We used STITCH to build a metabolic network of correlated differential metabolites to examine their interactions. Figure 1D shows that all these metabolites are interconnected, either directly or indirectly. Strong interactions were observed between the linoleic acid amide, petroselaidic acid (C18-1 T), oleamide, and oleoyl ethanolamide (all interaction scores >0.9).
KEGG pathway enrichment analysis was performed by Fisher’s exact test to identify metabolic and signal transduction pathways significantly associated with chemo sensitivity in lung cancer patients. The results showed that ABC transporters, biosynthesis of unsaturated fatty acids, glutathione metabolism, and histidine metabolism pathways were significantly enriched (Figures 1E,F).
Our GSEA analysis of differential metabolites revealed significant enrichment in metabolic pathways, biosynthesis of amino acids, ABC transporters, and bile secretion pathways (Supplementary Figures 1C–F). Furthermore, AUC (area under the ROC curve) analysis revealed several metabolites with high sensitivity and specificity in differentiating lung cancer patients with chemotherapy sensitive from those with insensitive, including dodecanamide (AUC = 0.927), N-methyl-aspartic acid (AUC = 0.920) (Figure 1G).
Differential airway microbiome in BALF between chemotherapy-sensitive and chemotherapy-insensitive patients
In the present microbiome investigation, we successfully performed PCR amplification of the 16S rDNA gene, specifically targeting the V3–V4 regions, across all collected samples. The Venn diagram depicted in Figure 2A, derived from the ASV table data, visually represents the quantity of shared and unique ASVs for each group. The analysis revealed that the two groups shared 1,116 ASVs, with the sensitive group possessing 3,741 ASVs and the insensitive group possessing 2,719 ASVs.
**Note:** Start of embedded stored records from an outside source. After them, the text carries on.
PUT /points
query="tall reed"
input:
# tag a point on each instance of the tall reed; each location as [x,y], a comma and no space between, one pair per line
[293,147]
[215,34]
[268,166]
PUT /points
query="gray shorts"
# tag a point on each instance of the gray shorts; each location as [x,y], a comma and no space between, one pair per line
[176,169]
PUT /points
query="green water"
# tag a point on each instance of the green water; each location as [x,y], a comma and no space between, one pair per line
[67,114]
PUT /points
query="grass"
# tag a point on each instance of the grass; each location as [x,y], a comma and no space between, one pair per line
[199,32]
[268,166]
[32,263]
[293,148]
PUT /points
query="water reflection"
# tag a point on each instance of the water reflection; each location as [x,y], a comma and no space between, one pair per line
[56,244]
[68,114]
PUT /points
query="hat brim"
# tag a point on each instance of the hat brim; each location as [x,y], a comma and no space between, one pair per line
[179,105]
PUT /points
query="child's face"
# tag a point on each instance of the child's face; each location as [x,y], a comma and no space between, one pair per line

Differential microbiome in BALF between chemotherapy-sensitive and chemotherapy-insensitive patients. (A) The differential abundance analysis between two groups was compared using a Venn plot. (B) α-diversity between two groups was measured by the Chao, Shannon, and observed features. (C) PLS-DA was conducted to compare the overall similarities in the bacterial taxonomy based on β-diversity. (D) The relative frequency of top abundant taxa in each patient at the genus level. (E) The relative frequency of top abundant taxa in each group at the genus level. (F) Predicted functions of lung cancer bacteria were analyzed using PICRUSt2.
Three diversity indices—Chao 1, Shannon, and observed species—were employed to assess α-diversity between the groups. The analysis revealed no significant differences, indicating that there was no notable alteration in lung microbial community diversity between the two groups (Figure 2B). To further examine the similarities in bacterial communities between the groups, a principal coordinates analysis (PCoA) plot was generated using unweighted UniFrac distances at the operational taxonomic unit (OTU) level. The results demonstrated no discernible separation between the groups, suggesting that the primary composition of the lung microbiome in the cohort with lung cancer and distant metastasis remained largely unchanged (Figure 2C).
A subsequent analysis of the compositional disparities in the pulmonary microbiota between the two patient cohorts demonstrated that, although numerous taxa were shared, their relative abundances exhibited significant differences. Notably, substantial variations were observed in the proportions of Stenotrophmonas, Streptococcus, Haemophilus, Pseudomonas, Neisseria, Veillonella, Tropheryma, and Staphylococcus between the two groups, as illustrated in Figures 2D,E. Moreover, a t-test highlighted microecological variations between the two groups, showing a notable increase in the Caulobacter (p = 0.003), CL500-29_marine_group (p = 0.002), [Eubacterium]_eligens_group (p = 0.0046) and decrease in the Acinetobacter (p = 0.031), Abiotrophia (p = 0.010) genus within the alveolar lavage fluid of sensitive patients (Table 3).
Differential microbiome in BALF between chemotherapy-sensitive and chemotherapy-insensitive patients.
Microbiome (genus)
LogFC
p-values
Acinetobacter
−1.503
0.031
Abiotrophia
−1.365
0.010
Caulobacter
1.218
0.003
CL500-29_marine_group
1.207
0.002
[Eubacterium]_eligens_group
1.006
0.046
log2FC, fold change of gene expression in log2 scale. Positive log2FC indicates upregulated microbiome in chemotherapy-sensitive patients; negative log2FC indicates downregulated microbiome in chemotherapy-sensitive patients.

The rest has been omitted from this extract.